In an article at PsychCentral.com, marriage and family therapist Marie Hartwell-Walker suggests that you prepare for spending shared-child time with your ex. Define the ways that your ex can get under your skin and plan your time at the graduation, including an exit strategy. That way, if you feel yourself getting annoyed or angry, you have a way to cool off or take a time-out so your grad's day isn't ruined.
While it would be excellent if both you and your ex could sit together, it might not be possible. The book "Ex-Etiquette for Holidays and Other Family Celebrations" suggests that exes don't have to sit together, but should notify their grad exactly where they are sitting so he can look for them while on stage. Your ex might also bring a partner along with him. Remember that his partner likely wants to come to show support -- not to taunt or bother you. Be grateful that your grad has so many loved ones who wanted to attend.
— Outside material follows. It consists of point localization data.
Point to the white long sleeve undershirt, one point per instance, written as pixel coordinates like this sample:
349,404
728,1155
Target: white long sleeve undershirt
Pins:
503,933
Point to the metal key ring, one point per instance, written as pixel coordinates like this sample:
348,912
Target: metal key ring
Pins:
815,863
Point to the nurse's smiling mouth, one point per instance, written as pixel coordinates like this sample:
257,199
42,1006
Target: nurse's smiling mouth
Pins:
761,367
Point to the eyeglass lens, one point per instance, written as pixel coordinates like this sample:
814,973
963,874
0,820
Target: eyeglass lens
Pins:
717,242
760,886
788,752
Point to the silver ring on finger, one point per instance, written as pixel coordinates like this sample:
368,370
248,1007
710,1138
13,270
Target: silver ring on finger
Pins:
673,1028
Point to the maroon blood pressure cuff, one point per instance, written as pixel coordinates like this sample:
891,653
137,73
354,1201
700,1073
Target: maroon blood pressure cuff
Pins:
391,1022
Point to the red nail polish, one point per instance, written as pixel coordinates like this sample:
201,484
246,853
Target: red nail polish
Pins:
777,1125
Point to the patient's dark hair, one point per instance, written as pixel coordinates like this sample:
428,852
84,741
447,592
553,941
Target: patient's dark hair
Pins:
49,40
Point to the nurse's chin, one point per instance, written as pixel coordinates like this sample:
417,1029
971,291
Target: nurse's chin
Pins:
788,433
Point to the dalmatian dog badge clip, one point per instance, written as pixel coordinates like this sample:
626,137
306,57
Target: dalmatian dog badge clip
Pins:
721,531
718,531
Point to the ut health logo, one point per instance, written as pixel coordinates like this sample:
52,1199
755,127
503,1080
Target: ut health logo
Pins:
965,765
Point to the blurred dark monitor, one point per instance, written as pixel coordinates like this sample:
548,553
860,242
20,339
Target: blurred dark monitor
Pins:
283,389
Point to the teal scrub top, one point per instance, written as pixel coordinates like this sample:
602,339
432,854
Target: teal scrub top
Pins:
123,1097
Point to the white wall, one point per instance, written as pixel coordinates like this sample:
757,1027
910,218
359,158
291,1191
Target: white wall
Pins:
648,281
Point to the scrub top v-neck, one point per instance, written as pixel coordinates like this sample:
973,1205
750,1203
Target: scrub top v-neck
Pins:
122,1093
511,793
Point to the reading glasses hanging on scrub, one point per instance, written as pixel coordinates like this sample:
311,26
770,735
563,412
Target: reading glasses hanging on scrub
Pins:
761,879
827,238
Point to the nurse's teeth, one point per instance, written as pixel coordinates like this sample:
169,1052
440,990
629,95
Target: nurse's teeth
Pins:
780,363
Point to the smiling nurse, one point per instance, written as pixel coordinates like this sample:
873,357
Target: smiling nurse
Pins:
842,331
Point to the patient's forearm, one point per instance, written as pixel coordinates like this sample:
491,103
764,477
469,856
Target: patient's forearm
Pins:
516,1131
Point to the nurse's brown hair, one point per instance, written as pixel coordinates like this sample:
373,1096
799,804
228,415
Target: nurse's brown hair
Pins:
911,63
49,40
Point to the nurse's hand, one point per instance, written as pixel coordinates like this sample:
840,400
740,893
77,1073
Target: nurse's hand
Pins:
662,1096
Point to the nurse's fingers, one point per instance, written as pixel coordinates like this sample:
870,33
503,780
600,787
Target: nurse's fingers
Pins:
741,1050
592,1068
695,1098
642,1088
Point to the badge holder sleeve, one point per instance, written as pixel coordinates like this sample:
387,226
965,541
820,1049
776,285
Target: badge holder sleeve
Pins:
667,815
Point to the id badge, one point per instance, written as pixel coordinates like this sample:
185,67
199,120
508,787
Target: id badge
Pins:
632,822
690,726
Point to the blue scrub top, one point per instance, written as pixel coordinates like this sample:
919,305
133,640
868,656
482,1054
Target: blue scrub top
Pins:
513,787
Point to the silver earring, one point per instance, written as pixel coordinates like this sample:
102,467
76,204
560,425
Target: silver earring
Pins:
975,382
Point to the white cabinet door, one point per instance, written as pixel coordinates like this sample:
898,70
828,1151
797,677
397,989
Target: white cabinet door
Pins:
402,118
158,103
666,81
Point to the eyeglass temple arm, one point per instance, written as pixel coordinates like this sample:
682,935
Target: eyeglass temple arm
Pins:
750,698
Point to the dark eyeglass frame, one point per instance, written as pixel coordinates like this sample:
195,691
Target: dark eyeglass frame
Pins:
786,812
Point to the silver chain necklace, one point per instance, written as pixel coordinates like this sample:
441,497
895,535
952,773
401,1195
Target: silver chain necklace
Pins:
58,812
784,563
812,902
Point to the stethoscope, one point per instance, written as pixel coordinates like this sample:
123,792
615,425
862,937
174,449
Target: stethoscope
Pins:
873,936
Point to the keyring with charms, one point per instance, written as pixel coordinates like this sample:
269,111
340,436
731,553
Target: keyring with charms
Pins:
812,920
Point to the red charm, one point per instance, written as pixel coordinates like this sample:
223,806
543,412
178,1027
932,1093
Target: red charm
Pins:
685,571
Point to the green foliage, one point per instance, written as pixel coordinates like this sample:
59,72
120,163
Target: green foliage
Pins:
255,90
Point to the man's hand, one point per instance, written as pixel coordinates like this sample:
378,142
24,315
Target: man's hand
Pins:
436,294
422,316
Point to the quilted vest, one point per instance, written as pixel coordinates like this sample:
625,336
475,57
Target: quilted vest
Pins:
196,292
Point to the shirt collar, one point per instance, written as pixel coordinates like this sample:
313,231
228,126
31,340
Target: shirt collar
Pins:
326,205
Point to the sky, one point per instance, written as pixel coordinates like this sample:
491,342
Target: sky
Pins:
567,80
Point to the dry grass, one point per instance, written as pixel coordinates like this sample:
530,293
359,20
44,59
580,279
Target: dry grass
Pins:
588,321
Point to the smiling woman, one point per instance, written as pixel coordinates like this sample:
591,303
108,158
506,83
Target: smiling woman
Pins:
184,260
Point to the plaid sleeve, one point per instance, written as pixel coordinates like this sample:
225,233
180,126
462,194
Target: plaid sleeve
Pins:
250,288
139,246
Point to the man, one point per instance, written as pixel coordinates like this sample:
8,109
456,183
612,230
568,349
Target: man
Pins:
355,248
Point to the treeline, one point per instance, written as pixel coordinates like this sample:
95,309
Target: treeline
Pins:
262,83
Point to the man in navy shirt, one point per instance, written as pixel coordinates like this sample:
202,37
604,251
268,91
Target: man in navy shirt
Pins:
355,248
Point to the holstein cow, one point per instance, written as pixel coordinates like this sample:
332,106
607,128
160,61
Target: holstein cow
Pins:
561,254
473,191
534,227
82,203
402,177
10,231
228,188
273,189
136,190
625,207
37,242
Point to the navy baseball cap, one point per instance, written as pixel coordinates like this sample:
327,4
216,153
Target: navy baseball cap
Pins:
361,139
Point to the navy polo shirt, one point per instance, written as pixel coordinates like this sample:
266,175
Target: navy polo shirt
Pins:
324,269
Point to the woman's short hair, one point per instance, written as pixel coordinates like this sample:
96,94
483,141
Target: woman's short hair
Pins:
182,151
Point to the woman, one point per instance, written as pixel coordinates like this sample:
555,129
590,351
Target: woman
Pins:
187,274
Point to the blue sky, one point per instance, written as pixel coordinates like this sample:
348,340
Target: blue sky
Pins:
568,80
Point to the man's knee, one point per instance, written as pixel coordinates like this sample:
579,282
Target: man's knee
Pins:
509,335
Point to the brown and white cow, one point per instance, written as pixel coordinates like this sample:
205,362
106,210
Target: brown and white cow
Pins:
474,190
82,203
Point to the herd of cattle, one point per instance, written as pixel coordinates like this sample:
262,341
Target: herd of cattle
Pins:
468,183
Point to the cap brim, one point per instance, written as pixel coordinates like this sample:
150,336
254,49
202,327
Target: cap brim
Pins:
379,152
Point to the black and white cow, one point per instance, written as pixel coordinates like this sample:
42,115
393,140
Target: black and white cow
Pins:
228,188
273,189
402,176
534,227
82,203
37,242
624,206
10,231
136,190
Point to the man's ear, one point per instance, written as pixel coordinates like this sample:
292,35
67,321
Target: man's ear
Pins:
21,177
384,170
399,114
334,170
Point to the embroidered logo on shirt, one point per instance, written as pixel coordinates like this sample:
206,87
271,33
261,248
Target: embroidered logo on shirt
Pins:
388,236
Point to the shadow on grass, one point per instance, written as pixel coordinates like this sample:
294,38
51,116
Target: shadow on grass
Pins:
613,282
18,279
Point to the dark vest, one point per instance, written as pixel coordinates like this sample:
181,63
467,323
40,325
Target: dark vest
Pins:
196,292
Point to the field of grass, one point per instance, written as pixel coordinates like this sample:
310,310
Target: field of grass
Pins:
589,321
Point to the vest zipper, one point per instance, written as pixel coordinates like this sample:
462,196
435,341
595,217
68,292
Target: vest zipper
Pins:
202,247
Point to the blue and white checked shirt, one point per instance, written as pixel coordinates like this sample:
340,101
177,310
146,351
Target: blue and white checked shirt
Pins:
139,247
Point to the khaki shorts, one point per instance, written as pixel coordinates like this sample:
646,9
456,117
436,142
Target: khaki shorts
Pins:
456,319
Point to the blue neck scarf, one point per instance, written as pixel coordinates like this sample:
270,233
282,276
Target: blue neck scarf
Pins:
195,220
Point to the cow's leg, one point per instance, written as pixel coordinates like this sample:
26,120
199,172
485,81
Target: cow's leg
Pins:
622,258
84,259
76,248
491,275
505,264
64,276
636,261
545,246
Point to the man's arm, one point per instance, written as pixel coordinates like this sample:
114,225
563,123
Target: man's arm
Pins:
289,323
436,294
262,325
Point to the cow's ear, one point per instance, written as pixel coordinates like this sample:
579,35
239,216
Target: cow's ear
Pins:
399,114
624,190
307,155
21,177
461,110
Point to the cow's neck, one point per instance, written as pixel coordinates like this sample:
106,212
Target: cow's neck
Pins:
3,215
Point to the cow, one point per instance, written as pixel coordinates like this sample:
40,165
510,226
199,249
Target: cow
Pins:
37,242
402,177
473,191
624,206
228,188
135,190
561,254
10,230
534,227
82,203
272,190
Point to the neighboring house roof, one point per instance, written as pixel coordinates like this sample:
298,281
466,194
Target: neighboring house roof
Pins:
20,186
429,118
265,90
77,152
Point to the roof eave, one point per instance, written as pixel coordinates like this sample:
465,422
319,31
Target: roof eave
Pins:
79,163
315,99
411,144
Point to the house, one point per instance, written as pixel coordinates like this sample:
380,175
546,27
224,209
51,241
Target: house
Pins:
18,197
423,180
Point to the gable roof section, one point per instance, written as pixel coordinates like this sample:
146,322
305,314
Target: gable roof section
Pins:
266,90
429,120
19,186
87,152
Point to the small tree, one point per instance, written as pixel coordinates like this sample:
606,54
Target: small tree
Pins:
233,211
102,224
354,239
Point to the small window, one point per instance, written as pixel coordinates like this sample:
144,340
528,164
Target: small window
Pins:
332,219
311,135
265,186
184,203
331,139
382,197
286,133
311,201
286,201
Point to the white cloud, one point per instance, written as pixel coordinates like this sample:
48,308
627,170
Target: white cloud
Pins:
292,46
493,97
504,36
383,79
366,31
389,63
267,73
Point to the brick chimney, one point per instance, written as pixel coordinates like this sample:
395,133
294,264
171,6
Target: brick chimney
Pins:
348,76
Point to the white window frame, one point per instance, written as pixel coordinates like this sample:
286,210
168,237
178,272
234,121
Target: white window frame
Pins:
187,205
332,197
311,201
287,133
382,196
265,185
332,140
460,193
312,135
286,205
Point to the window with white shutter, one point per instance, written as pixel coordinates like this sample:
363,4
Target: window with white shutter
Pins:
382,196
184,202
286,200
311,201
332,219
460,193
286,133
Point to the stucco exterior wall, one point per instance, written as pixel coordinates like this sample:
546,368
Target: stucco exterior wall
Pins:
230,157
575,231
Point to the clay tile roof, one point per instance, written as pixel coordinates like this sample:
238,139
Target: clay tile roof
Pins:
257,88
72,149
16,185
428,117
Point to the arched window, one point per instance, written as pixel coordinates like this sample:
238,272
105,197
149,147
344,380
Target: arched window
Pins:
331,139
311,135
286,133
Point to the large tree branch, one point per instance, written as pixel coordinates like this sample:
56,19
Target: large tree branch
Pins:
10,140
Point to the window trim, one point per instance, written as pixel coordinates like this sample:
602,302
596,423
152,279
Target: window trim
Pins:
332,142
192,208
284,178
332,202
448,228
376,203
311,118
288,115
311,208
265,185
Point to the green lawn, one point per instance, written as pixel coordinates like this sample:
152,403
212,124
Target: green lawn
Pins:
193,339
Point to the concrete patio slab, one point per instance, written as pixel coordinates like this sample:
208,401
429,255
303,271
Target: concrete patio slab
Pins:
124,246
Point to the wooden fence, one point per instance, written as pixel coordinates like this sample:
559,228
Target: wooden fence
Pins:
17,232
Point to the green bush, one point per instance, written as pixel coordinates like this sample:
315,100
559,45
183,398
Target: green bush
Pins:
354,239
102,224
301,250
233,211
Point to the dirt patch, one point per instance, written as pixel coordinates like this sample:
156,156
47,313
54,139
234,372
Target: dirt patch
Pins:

Even if you sit on opposite sides of the event, you'll likely have to interact with your ex in some capacity during the day, whether it's during pictures or while celebrating your teen's accomplishment. Take care that you make the experience as pleasant for your grad as possible. BonusFamilies,com's resident psychologist Jann Blackstone warns that you should never put your child in the middle of your divorce -- don't speak negatively about your ex during the event and try and be as genial as possible when interacting with each other.
If your grad has a family party planned to celebrate his graduation, you might have extended periods of interaction. First and foremost, avoid drinking, suggests Hartwell. It could impair your judgment and ruin your careful preparation for a civil day. Then, know when it's time to leave. There's a good chance that spending a day with your ex -- and perhaps his partner -- is draining. That's why it's a good idea to have the party some place other than your home. When you're ready to leave, you can bow out gracefully.